Re: [PATCH] xfs: make sure sb_fdblocks is non-negative

Dave Chinner <david@xxxxxxxxxxxxx> · Mon, 3 Jun 2024 09:37:14 +1000

On Fri, May 31, 2024 at 03:44:56PM +0000, Wengang Wang wrote:
> Hi Dave,
> 
> Do you have further comments and/or suggestions?
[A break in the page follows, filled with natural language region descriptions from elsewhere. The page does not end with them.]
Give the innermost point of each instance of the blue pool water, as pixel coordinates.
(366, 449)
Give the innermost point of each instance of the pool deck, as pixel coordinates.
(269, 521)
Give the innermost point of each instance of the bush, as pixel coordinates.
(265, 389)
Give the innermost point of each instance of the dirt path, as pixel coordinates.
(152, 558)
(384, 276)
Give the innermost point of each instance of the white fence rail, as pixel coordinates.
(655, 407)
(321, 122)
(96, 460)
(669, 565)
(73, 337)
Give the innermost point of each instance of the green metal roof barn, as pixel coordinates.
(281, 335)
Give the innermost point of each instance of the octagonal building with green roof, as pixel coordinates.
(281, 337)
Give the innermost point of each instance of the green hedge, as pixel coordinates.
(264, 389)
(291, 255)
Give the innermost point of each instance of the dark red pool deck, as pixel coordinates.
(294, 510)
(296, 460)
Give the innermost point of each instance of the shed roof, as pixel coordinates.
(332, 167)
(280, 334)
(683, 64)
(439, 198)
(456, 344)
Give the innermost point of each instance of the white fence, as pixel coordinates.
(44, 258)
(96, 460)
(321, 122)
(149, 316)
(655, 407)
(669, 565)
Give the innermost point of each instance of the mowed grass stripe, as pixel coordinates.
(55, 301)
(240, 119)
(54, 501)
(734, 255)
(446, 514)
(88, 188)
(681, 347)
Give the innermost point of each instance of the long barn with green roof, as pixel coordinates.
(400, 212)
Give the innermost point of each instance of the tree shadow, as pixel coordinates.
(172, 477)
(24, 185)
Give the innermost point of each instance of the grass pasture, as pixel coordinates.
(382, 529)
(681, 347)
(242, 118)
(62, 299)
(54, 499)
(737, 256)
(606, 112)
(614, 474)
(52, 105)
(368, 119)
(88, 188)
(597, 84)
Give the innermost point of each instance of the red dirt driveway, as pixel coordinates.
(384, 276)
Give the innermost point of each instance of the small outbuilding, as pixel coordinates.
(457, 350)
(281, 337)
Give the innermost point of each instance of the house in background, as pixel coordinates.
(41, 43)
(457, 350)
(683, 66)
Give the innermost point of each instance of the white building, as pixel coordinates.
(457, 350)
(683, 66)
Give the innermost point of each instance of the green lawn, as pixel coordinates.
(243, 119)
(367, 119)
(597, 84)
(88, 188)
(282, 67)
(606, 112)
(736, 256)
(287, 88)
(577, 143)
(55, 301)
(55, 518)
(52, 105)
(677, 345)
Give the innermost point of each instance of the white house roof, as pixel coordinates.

Or give a RB pls :D

Sorry, LSFMM intervened and I didn't notice your comment until now.

> > On May 13, 2024, at 10:06 AM, Wengang Wang <wen.gang.wang@xxxxxxxxxx> wrote:
> > 
> > Things is that we have a metadump, looking at the fdblocks from super block 0, it is good.
> > 
> > $ xfs_db -c "sb 0" -c "p" cust.img |egrep "dblocks|ifree|icount"
> > dblocks = 26214400
> > icount = 512
> > ifree = 337
> > fdblocks = 25997100
> > 
> > And when looking at the log, we have the following:
> > 
> > $ egrep -a "fdblocks|icount|ifree" cust.log |tail
> > sb_fdblocks 37
> > sb_icount 1056
> > sb_ifree 87
> > sb_fdblocks 37
> > sb_icount 1056
> > sb_ifree 87
> > sb_fdblocks 37
> > sb_icount 1056
> > sb_ifree 87
> > sb_fdblocks 18446744073709551604
> > 
> > # cust.log is output of my script which tries to parse the log buffer.
> > 
> > 18446744073709551604ULL == 0xfffffffffffffff4 or -12LL 
> > 
> > With upstream kernel (6.7.0-rc3), when I tried to mount (log recover) the metadump,
> > I got the following in dmesg:
> > 
> > [   52.927796] XFS (loop0): SB summary counter sanity check failed
> > [   52.928889] XFS (loop0): Metadata corruption detected at xfs_sb_write_verify+0x60/0x110 [xfs], xfs_sb block 0x0
> > [   52.930890] XFS (loop0): Unmount and run xfs_repair
> > [   52.931797] XFS (loop0): First 128 bytes of corrupted metadata buffer:
> > [   52.932954] 00000000: 58 46 53 42 00 00 10 00 00 00 00 00 01 90 00 00  XFSB............
> > [   52.934333] 00000010: 00 00 00 00 00 00 00 00 00 00 00 00 00 00 00 00  ................
> > [   52.935733] 00000020: c9 c1 ed ae 84 ed 46 b9 a1 f0 09 57 4a a9 98 42  ......F....WJ..B
> > [   52.937120] 00000030: 00 00 00 00 01 00 00 06 00 00 00 00 00 00 00 80  ................
> > [   52.938515] 00000040: 00 00 00 00 00 00 00 81 00 00 00 00 00 00 00 82  ................
> > [   52.939919] 00000050: 00 00 00 01 00 64 00 00 00 00 00 04 00 00 00 00  .....d..........
> > [   52.941293] 00000060: 00 00 64 00 b4 a5 02 00 02 00 00 08 00 00 00 00  ..d.............
> > [   52.942661] 00000070: 00 00 00 00 00 00 00 00 0c 09 09 03 17 00 00 19  ................
> > [   52.944046] XFS (loop0): Corruption of in-memory data (0x8) detected at _xfs_buf_ioapply+0x38b/0x3a0 [xfs] (fs/xfs/xfs_buf.c:1559).  Shutting down filesystem.
> > [   52.946710] XFS (loop0): Please unmount the filesystem and rectify the problem(s)
> > [   52.948099] XFS (loop0): log mount/recovery failed: error -117
> > [   52.949810] XFS (loop0): log mount failed

And that's what should be in the commit message, as it explains
exactly how the problem occurred, the symptom that was seen, and
why the change is necessary. It also means that anyone else who sees
a similar problem and is grepping the commit history will see this
and recognise it, thereby knowing that this is the fix they need...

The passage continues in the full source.